SECURITIES AND EXCHANGE COMMISSION
Washington, D.C. 20549
PURSUANT TO SECTION 13 OR 15(d) OF THE
SECURITIES EXCHANGE ACT OF 1934
Date of report (Date of earliest event reported): September 17, 2012
Barclay Road, Inc.
(Exact Name of Registrant as Specified in its Charter)
112 ½ Sevier Court, Barbourville, Kentucky 40906
(Address of principal executive office, including zip code)
(Registrant’s telephone number, including area code)
(Former name, former address and former fiscal year, if changed since last report)
Check the appropriate box below if the Form 8-K filing is intended to simultaneously satisfy the filing obligation of the registrant under any of the following provisions:
o Written communications pursuant to Rule 425 under the Securities Act (17 CFR 230.425)
o Soliciting material pursuant to Rule 14a-12 under the Exchange Act (17 CFR 240.14a-12)
o Pre-commencement communications pursuant to Rule 14d-2(b) under the Exchange Act (17 CFR 240.14d-2(b))
o Pre-commencement communications pursuant to Rule 13e-4(c) under the Exchange Act (17 CFR 240.13e-4(c))
Item 1.01. Entry into a Material Definitive Agreement.
On September 17, 2012, Barclay Road, Inc. (the “Company”, “we” or “us”) received delivery of a fully-executed Subcontract Agreement, dated as of August 2, 2012 (the “Agreement”), by and between Odebrecht – CFE Joint Venture (the “Contractor”) and the Company. The Agreement is entered into pursuant to a prime contract between Broward County, Florida, and the Contractor for the construction and completion of the site preparation and NAVAIDS Infrastructure at the Fort Lauderdale-Hollywood International Airport in Broward County (“FLL Airport”).
Under the Agreement, the Company has contracted to haul 1,800,000 tons of fill rock from one or more designated quarries in Medley or Pompano Beach, Florida, to FLL Airport, for a total contract price of $7,740,000. If requested by the Contractor, we have agreed to backhaul material and perform miscellaneous hauling at separate negotiated rates per load or hour. In lieu of a performance bond, the Agreement provides for retainage from each payment made to us by the Contractor, up to a maximum retainage of $200,000.
A minimum of 30 trucks is required for our performance of the Agreement over an estimated term of ten months. We have commenced operations under the Agreement utilizing eight leased trucks.
Under the Agreement, we will operate as a truckload contract carrier for the term of the Agreement. We may also in the future negotiate to ship other commodities or freight for other customers over various distances on a regional basis. As a contract carrier, our hauling operations rates are specified under the Agreement, but could be negotiated with other shippers, where they would be dependent upon competition, place of origin and destination, and the type of commodity being hauled.
We have initially contracted for and leased eight trucks for our operations, and we will be required to obtain additional trucks to perform our trucking services under the Agreement. We are seeking equipment financing and intend to own and operate these additional trucks when purchased.

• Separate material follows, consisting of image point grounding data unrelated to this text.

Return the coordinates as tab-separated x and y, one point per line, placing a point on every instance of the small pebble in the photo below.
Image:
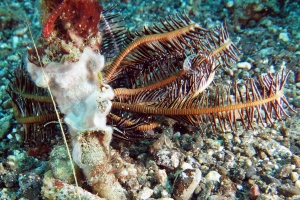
213	176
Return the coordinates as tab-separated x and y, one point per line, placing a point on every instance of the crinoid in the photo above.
166	70
32	107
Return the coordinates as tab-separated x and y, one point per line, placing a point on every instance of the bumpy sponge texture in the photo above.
75	86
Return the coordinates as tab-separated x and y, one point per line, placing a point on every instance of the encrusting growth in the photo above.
165	70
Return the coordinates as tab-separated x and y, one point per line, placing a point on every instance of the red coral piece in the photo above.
83	16
79	16
49	25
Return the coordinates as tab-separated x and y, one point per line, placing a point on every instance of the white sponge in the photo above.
75	86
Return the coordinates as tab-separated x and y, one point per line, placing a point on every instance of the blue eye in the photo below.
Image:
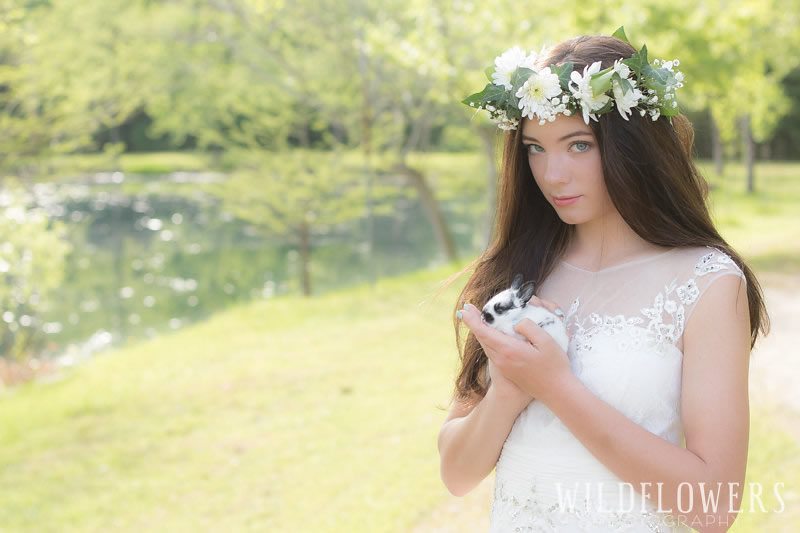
587	145
533	151
536	149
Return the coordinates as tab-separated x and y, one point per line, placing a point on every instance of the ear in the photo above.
525	292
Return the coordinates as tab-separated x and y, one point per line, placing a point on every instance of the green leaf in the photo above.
563	72
491	93
623	82
669	111
606	108
638	61
620	34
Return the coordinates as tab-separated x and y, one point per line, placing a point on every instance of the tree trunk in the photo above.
489	137
716	147
366	143
748	153
431	206
305	258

The Company intends to expand its reach of operations beyond the scope of the Agreement. The Company intends to bid for current, upcoming and future work in the region. When possible, the Company intends to expand its equipment inventory through structured equipment lease agreements to allow the Company to take advantage of growth opportunities without incurring the costs of acquiring equipment.
Changes in Our Officers and Our Board of Directors
On September 17, 2012, Eduardo Valero Erana resigned as a director, and on September 26, 2012 the Board of Directors (the sole remaining member of which was Mr. Walter Powell) appointed Mr. Claude Wilkerson Renfro as a director to fill a vacancy on the Board and as Secretary of the Company.

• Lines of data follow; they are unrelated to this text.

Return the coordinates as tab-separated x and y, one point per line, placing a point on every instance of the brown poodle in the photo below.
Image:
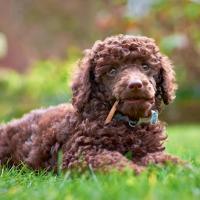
112	122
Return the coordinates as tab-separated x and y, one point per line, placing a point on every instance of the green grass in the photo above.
171	182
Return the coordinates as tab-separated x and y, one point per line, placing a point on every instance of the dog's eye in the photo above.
112	72
145	67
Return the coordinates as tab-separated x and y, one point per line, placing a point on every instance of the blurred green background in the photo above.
41	42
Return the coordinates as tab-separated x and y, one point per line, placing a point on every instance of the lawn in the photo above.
171	182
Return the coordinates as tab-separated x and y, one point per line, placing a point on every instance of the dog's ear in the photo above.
81	86
167	81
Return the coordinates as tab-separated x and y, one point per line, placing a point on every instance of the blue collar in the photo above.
153	119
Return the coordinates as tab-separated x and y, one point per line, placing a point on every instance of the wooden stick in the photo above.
112	112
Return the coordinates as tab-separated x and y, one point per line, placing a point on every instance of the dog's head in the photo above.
125	68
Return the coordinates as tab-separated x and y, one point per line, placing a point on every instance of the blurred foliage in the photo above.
46	83
51	27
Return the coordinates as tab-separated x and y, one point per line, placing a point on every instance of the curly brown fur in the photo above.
125	68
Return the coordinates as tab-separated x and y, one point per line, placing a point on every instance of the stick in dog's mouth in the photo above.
112	112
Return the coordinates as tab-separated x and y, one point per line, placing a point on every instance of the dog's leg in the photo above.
35	138
102	161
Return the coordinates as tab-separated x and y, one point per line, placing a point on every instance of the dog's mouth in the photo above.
136	100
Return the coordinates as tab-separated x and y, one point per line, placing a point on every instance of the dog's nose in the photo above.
135	84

Claude Wilkerson Renfro, Secretary and Director
Claude Wilkerson Renfro, age 47, is a 1986 graduate of Transylvania University, Lexington, Kentucky. For the last 25 years Mr. Renfro has been involved in the coal mining and construction industries in the southeastern United States. He has served in the capacity of owner / operator of numerous coal related mining and development ventures. In 1992, Mr. Renfro served as the construction manager on a $21 million disaster remediation contract in Homestead, Florida as a result of Hurricane Andrew. Mr. Renfro currently serves as President of Renfro Processing, a 36 year old family business involved primarily in commercial real estate.
Pursuant to the requirements of the Securities Exchange Act of 1934, the registrant has duly caused this report to be signed on its behalf by the undersigned thereunto duly authorized.